So you’re a developer evangelist. What is it that you do in a typical day?
Every time I get asked this question I freak out a little, impostor syndrome kicks in, and my brain goes into overdrive. I really want to give a good answer to this question - same as for any technical or product question I get. I am here to help and answer questions. I even enjoy it. So naturally, I’d answer with…
More often than not I’d blurt out something like that. It’s 100% accurate yet just about as useless.
One of my favourite things about the developer relations industry is how greatly the work we do often varies on a day to day basis. DevRel is an interdisciplinary field that often spans work across different departments within an organisation, as well as community outside of it of course. That tends to spark a little confusion here and there, and recently I’ve been getting asked what my typical day looks like… almost every day.
Unfortunately, I cannot tell you about a typical day, as I don’t think that one exists. I also hate to give a lacking answer to anyone — on anything, and finally, I believe that no-one wants to hear a condescending sigh, followed by an irate “there’s no typical day” answer (see also — “It depends”).
I believe there’s a better answer, more accurate, and much more thorough hiding in there somewhere. That’s why I’ve taken the liberty to turn the question around and started answering it in two parts. In my head I read the question as something like:
“What is it that you do as an DevRel practitioner? Can you describe some of your activities so I get a better understanding of what your job is like?”
It has roughly the same meaning, yet I feel it’s much more easy to digest. I can do this now. 💪
So, to answer the new and improved question —i n the first part I tend to explain our objectives as the DevRel industry, and in the second part list a few of my activities from a longer period of time, could be last week, month, or even a quarter or a year, to best showcase what I really do.
I believe that at the core, all of our work can be boiled down to enablement. We help others do their work better and more effectively. Either developers in the community outside our company, or our colleagues. We answer questions. We break down complex problems.
While our methods, activities and scope — they can all differ (and they definitely do), this single objective of enablement still remains front and centre.It’s the most we can achieve by being outside other people’s scope of work.I’ve written about it on one of my previous articles — Developer Relations is Developer Enablement.
Once I’ve established enablement as the core objective, I can move on to less fuzzy things, like listing a few of my activities from the previous few weeks. I like to start more fine grained and concrete in the short term, and move onto more bigger initiatives in the medium term (but that might just be how brain works).
So, to give you an example, here’s something I’d say in early February 2019:
Currently I’ve been working with product marketing on our Chatkit product in order to help better explain the proposition and its value to both our commercial teams and the external developers. I’ve also helped with a customer visit, written some documentation, built some demos and prototypes with our products to share with the communities.
On the side I also help out wherever —either the community by answering questions on Twitter, Stackoverflow, GitHub or in person, or internally by connecting various departments of our own organisation with potential partners.
Every month or so I would also go to the developer communities themselves, by speaking or attending meetups or conferences that gives me a great chance to interact with people I’m trying to serve.
Every once in a while I would also be involved in large brand awareness activities, like the State of Kotlin survey and report we launched back in the summer.

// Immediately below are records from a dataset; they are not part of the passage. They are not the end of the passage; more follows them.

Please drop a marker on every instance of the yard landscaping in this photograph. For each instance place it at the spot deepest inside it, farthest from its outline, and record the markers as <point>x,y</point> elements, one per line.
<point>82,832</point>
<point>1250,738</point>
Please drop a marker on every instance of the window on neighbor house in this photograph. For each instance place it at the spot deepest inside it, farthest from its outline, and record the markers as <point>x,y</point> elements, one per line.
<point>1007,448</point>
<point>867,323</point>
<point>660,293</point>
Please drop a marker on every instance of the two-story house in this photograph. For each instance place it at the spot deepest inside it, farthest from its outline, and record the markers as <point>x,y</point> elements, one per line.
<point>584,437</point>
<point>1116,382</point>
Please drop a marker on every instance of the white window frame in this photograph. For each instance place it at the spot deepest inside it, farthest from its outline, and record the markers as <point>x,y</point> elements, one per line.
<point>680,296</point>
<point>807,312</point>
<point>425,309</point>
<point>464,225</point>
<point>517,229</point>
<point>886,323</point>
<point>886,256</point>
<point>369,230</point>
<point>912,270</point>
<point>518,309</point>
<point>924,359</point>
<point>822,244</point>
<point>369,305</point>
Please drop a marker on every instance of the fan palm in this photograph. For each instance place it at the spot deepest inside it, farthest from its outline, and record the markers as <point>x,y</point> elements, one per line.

Depending on circumstance I would of course change the topics I’m talking about to better explain it to the person I’m talking to, or expand on a detail. If I get talking to a fellow plane and travel nut, I’ll nerd out on that. I like my planes. ✈️
Moral of the story? When facing a question or problem that seems useless to answer, try looking for a root cause. The tangent might just happen to be where it’s at. In the meantime, enjoy your day.
P.S. the title of this article was inspired by this masterpiece by The Beatles. Have a listen below.
P.P.S. the header image is the OG Scream emoji 😱 painting by Edvard Munch. See it live if you’re ever in Oslo and like these sort of things.